Dinen kurban edilmesi uygun görülen bir hayvanı temin ettikten sonra kurban ibadetinin geçerli olması için kesim esnasında çeşitli hususlara dikkat etmek gerekir. Bunların başında hayvanın kurban olmasına engel herhangi bir kusurunun bulunmaması ve kurbanın vaktinde kesilmiş olması şartları gelir. Kurban, bayram namazı kılınan yerlerde namaz kılındıktan sonra, bayram namazı kılınmayan yerlerde ise fecirden yani sabah namazı vakti girdikten sonra olmak üzere bayramın ilk üç gününde kesilir. Arefe günü ya da bayramın ilk üç gününden sonra kurban kesilmez. Hz. Peygamber (s.a.s.) bayram namazına giderken yolda kimilerinin aceleyle kurban kestiğini görünce bayram hutbesinde ashabını şöyle uyarmıştır: “Kim kurbanını bayram namazından önce kestiyse onun yerine bir koyun kessin. Kim de henüz kesmediyse kurbanını Allah’ın adıyla kessin!” (Müslim, Edâhî, 1)
Kurban edilmesi caiz görülen hayvanı kesmek, kurban ibadetinin rüknü yani temel gereğidir. Dinimizde her ibadetin bir yapılış şekli vardır. Kurban ibadeti de ancak kurban edilecek hayvanın usulüne uygun biçimde kesilmesiyle yerine getirilir. Allah Resûlü hicretin ikinci yılından vefatına kadar her yıl kurban kesmiş, Müslümanlar da aynı şekilde davranmıştır. (Tirmizî, Edâhî, 11) Bu nedenle kurbanı kesmeyip bedelini muhtaç kimselere sadaka olarak vermek hiçbir şekilde kurban ibadeti yerine geçmez.

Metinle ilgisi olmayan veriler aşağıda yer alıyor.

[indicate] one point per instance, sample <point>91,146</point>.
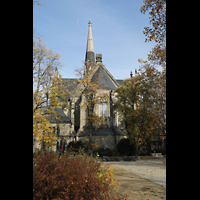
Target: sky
<point>117,30</point>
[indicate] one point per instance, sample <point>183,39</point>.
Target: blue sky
<point>117,29</point>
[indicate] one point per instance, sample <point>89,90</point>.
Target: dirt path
<point>136,187</point>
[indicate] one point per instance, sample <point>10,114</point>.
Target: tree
<point>138,103</point>
<point>48,91</point>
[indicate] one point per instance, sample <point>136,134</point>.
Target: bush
<point>73,178</point>
<point>125,147</point>
<point>76,145</point>
<point>105,152</point>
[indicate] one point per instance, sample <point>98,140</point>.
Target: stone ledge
<point>128,158</point>
<point>156,155</point>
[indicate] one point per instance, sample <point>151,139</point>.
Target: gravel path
<point>151,169</point>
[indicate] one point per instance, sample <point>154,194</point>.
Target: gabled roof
<point>104,78</point>
<point>58,117</point>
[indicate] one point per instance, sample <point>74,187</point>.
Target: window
<point>103,110</point>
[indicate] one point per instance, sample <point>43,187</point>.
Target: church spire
<point>90,47</point>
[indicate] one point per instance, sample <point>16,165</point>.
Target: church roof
<point>58,117</point>
<point>103,79</point>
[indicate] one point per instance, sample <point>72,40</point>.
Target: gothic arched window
<point>103,109</point>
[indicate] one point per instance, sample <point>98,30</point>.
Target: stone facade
<point>75,114</point>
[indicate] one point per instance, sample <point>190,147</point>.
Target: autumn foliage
<point>73,178</point>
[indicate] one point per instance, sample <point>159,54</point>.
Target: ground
<point>138,187</point>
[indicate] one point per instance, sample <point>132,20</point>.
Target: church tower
<point>90,47</point>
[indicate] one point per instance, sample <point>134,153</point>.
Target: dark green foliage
<point>105,152</point>
<point>76,145</point>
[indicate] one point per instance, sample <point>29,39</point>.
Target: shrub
<point>76,145</point>
<point>125,147</point>
<point>73,178</point>
<point>105,152</point>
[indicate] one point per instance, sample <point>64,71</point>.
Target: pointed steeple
<point>90,47</point>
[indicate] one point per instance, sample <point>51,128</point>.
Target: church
<point>73,121</point>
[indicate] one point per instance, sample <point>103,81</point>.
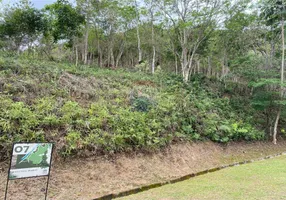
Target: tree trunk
<point>209,67</point>
<point>76,56</point>
<point>153,39</point>
<point>138,34</point>
<point>86,45</point>
<point>282,81</point>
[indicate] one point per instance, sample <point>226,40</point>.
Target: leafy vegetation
<point>110,76</point>
<point>105,111</point>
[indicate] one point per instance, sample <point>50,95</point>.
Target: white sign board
<point>30,160</point>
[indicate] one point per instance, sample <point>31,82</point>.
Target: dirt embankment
<point>94,177</point>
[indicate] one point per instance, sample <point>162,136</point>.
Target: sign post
<point>30,160</point>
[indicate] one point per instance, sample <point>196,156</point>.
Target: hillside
<point>90,111</point>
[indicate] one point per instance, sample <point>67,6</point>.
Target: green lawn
<point>260,180</point>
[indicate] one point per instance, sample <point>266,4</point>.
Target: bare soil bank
<point>85,179</point>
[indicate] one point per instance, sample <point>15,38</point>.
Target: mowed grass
<point>260,180</point>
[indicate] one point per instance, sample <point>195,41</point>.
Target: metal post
<point>47,187</point>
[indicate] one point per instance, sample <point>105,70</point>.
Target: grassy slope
<point>88,110</point>
<point>261,180</point>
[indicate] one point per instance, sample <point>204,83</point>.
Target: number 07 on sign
<point>30,160</point>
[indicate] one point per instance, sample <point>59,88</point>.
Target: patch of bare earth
<point>94,177</point>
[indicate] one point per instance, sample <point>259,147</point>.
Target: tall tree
<point>274,11</point>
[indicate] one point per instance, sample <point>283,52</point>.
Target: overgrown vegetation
<point>90,110</point>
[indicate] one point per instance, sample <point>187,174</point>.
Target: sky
<point>37,3</point>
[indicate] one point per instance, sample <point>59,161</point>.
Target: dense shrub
<point>102,111</point>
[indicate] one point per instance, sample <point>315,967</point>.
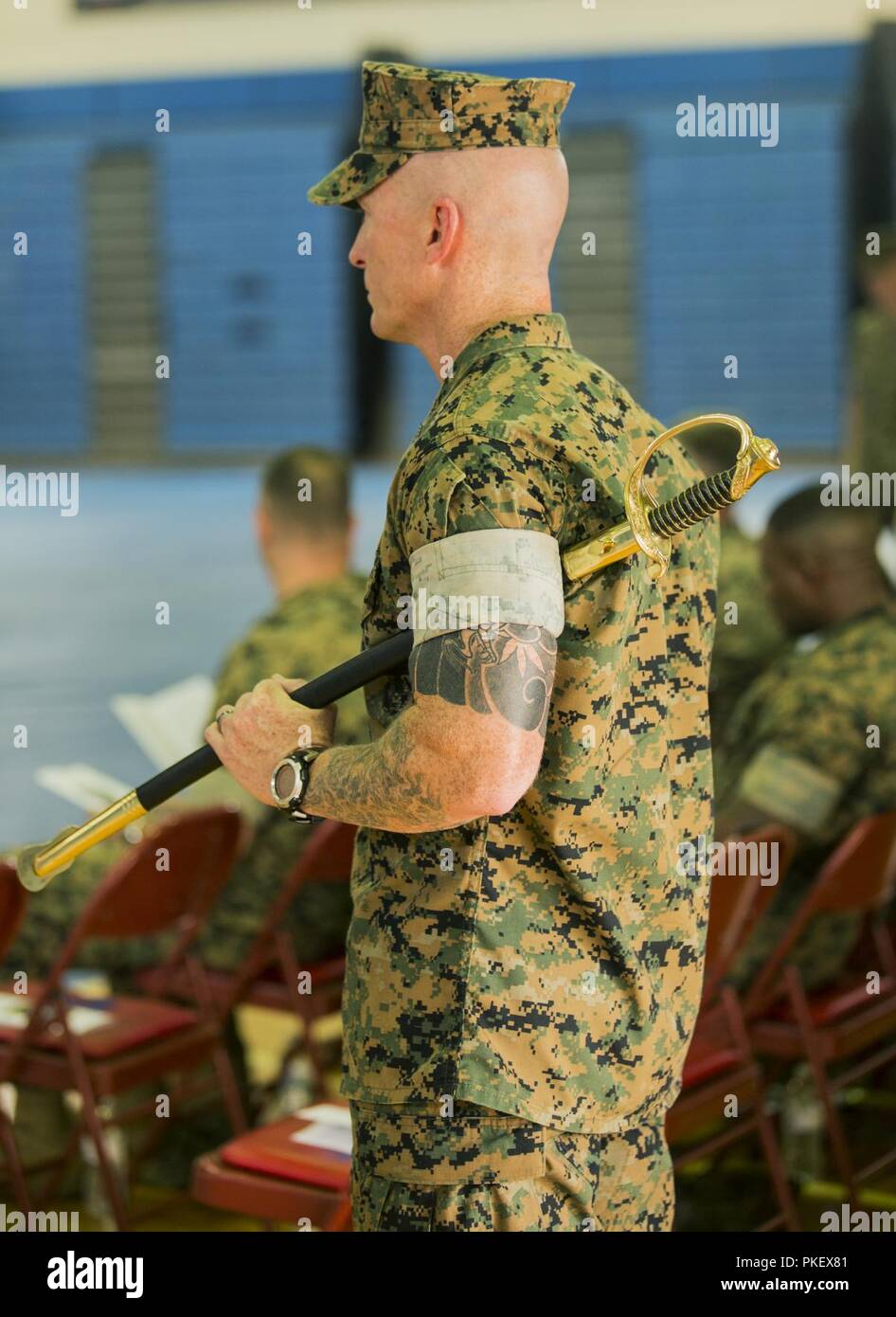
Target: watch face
<point>286,781</point>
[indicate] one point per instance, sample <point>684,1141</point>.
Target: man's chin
<point>382,328</point>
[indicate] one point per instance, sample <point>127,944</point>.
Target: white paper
<point>327,1113</point>
<point>169,725</point>
<point>14,1013</point>
<point>81,785</point>
<point>331,1137</point>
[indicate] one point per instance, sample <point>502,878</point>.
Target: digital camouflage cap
<point>409,110</point>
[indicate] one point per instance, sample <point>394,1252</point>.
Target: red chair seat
<point>712,1049</point>
<point>270,1151</point>
<point>131,1022</point>
<point>828,1005</point>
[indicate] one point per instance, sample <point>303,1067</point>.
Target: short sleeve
<point>479,536</point>
<point>815,755</point>
<point>479,483</point>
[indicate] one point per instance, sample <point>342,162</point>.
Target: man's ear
<point>445,230</point>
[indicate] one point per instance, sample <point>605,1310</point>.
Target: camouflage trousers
<point>482,1170</point>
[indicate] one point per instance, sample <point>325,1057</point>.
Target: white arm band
<point>484,577</point>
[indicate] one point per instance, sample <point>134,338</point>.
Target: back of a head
<point>307,493</point>
<point>837,532</point>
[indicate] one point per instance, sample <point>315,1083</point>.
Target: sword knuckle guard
<point>650,527</point>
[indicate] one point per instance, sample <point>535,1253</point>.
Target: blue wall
<point>741,249</point>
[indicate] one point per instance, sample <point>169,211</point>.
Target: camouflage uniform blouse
<point>545,963</point>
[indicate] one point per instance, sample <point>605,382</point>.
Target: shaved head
<point>456,240</point>
<point>820,561</point>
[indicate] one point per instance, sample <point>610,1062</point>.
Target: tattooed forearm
<point>388,784</point>
<point>506,669</point>
<point>439,766</point>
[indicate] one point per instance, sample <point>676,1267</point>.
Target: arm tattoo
<point>506,669</point>
<point>375,785</point>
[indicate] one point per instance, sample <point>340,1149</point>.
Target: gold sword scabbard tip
<point>37,864</point>
<point>27,863</point>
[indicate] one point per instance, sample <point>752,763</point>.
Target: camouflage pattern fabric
<point>477,1170</point>
<point>744,647</point>
<point>874,388</point>
<point>547,963</point>
<point>408,110</point>
<point>798,749</point>
<point>303,637</point>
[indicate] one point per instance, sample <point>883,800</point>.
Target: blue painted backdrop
<point>741,249</point>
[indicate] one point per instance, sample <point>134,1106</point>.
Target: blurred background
<point>185,243</point>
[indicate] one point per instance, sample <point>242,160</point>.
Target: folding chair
<point>266,1174</point>
<point>12,908</point>
<point>842,1020</point>
<point>138,1039</point>
<point>720,1062</point>
<point>270,972</point>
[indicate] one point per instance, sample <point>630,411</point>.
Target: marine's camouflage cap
<point>409,110</point>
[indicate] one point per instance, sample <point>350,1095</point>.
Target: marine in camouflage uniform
<point>744,641</point>
<point>308,631</point>
<point>521,989</point>
<point>812,745</point>
<point>304,635</point>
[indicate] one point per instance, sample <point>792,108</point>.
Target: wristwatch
<point>290,783</point>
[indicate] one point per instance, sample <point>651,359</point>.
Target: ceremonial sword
<point>646,527</point>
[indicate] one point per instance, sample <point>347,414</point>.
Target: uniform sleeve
<point>480,535</point>
<point>817,752</point>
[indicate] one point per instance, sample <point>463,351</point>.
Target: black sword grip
<point>693,503</point>
<point>323,691</point>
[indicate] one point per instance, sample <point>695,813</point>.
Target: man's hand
<point>264,726</point>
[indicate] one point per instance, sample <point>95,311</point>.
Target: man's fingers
<point>287,684</point>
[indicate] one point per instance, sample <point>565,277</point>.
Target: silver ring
<point>224,712</point>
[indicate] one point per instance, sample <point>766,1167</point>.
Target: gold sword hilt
<point>649,526</point>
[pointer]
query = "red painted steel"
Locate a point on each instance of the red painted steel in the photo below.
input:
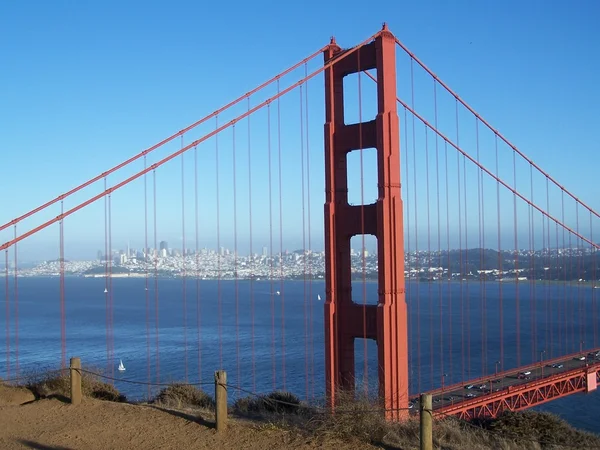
(386, 322)
(517, 398)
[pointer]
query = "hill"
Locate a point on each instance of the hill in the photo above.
(38, 418)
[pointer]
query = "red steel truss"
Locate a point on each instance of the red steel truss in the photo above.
(345, 320)
(517, 398)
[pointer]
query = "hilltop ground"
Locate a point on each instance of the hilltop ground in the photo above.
(41, 417)
(96, 424)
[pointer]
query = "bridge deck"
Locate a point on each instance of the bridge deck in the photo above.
(518, 389)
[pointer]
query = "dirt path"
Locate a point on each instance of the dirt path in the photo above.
(54, 425)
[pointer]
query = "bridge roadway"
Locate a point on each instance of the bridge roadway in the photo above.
(453, 395)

Kurbanın ibadet niyetiyle kesilmesi gerekir. Kurbanı diğer hayvan kesimlerinden ayıran ve değerli kılan fark da budur. Rabbimize yakınlaşmayı ifade eden bu ibadette arzuladığımız yakınlığa ancak niyetimiz ve içtenliğimiz ölçüsünde erişebiliriz. Yüce Allah Kur’an’da şöyle buyurur: “Onların ne etleri Allah’a ulaşır ne de kanları; O’na ulaşacak olan sadece sizin takvanızdır.” (Hac, 22/37) Hanefî mezhebine göre eğer kurban ortaklaşa kesilecekse ortak olanların tamamı ibadet niyetiyle kurban kesmelidir. Aksi takdirde herkesin ibadeti geçersiz olur. Şâfiî mezhebine göre ise bunda bir sakınca yoktur.
Kesebiliyorsa kişinin kurbanını kendisinin kesmesi daha güzeldir. Kesemiyorsa bu konuda ehil olan birisine vekâlet vererek kestirmesi uygun olur. Kesim esnasında kurban sahibinin orada bulunması müstehaptır. Kurbanı Müslüman olan erkek de kadın da kesebilir. Önemli olan kurbanın kesme becerisine sahip kimse tarafından belirli günlerde şartlarına uygun olarak kesilmesidir. Ehl-i kitabın kurban kesmesi mekruh olmakla birlikte geçerlidir. Fakat ateist, putperest ya da mecûsî birinin kestiği kurban geçerli değildir. Kesilen hayvanın eti de helal değildir.